A Sister’s Reflection on Self Talk
by Rae Rein
It’s the last stretch of a marathon. You’ve run a Herculean distance and even though you’ve trained for this moment, the wall has you unprepared. If you take another step you’re reasonably certain you’re going to have a heart attack. You know you look a mess, face flushed and sweat sticking to you; every muscle of your body feels like an unearthly combination of jelly and lead. About to collapse, you start thinking: “c’mon – you can do it, just one foot in front of the other, not much farther to go, you’ve got this!”
This is just a moment. It might be the last stretch of a marathon, a first date, or the moment before you take the stage: the experience of extreme adrenaline or duress. For many of us, these moments are when the internal monologue kicks into full gear. More formally, this is known as self-talk. In the article “If People with Down Syndrome Ruled the World” (found on the NADS site),
It is a wonderful means to ponder ideas and to think out loud. It allows people to review events that occurred in the course of their day. It allows people to solve problems by talking themselves through tasks. It allows them to plan for future situations. It is also helpful in allowing people to express feelings and frustrations, particularly if they have difficulty expressing their feelings to others.
When you look up self talk on the Psychology Today website, most articles remind readers to keep track of their negative self talk and curb it as much as possible, while maintaining a steady stream of positive self assurances. This is especially important for people who don’t voice their opinions or feelings. This voice, the one giving me instructions and constructive criticism and encouragement, really only gets heard during times like this, when no one else is around to provide the positive conviction that I can get through whatever hurdle I’m facing.
For my sister Sam, who has Down Syndrome, almost every moment presents some kind of challenge. There aren’t any singular instances of her self-talk that stand out to me, because Sam runs a mental marathon every time the world demands her to be spontaneous. I witness how hard she is on herself when I hear snippets of her running commentary, which usually consist of phrases like “only take one” or “okay, just take it slow.”

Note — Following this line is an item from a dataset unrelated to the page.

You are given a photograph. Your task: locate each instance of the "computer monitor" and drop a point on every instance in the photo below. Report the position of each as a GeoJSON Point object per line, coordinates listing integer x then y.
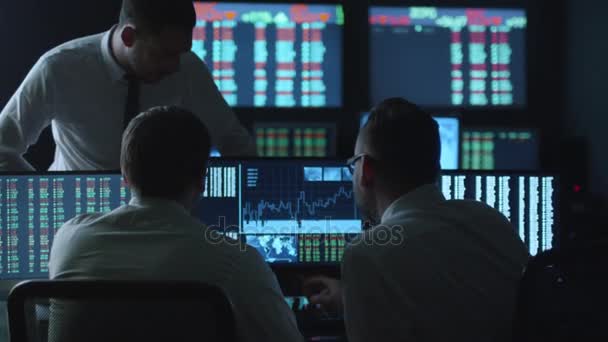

Not that she wants me to hear her self-talk: on her part, it’s either involuntary or in the supposed privacy of the car or hallway. But it’s difficult not to hear her; while my monologue is internal, Sam needs to talk it out in a very literal sense.
I hear Sam self-talk herself through acts as simple as ladling soup into a bowl—things she’s afraid of messing up because she just saw ten people before her do it without a problem. She also stages elaborate complicated soap opera plots on our staircase, acting every part. I wouldn’t consider it talking to imaginary friends so much as writing out loud. If I leave my door open, I’m treated to snippets of surprise pregnancies, kidnappings, magic battles a la the TV show Charmed (one of her obsessions), and of course fighting over boys. Her imagination is as vibrant as it ever was, a trait not many of us can say we’ve honed with age. As I drove her home after seeing the new Star Trek film, Sam commented that she liked the movie because there was so much conflict: “man versus man, like with Jim and the pointy-eared alien guy” and man versus nature “when Jim was running from that monster. That thing was gross.” I nearly drove off the road in shock—but then, I should be used to her insight. I get to hear it every day.
In spite of her silliness, Sam is easily the most sincere person I know. There isn’t a situation she doesn’t take seriously; this might be partly because she wants to be normal, but I contribute it more to her earnestness. Sam both has no choice but to be vulnerable and recognizes the hurt that comes from such openness. She can never keep a lie for very long, even if it gets her in trouble. Maybe it’s because she works through her insecurities so verbally, but it’s hard not to be proud of her struggle. When I’m faced with my next marathon, hopefully my self-talk will sound a little less like me and a little more like my sister.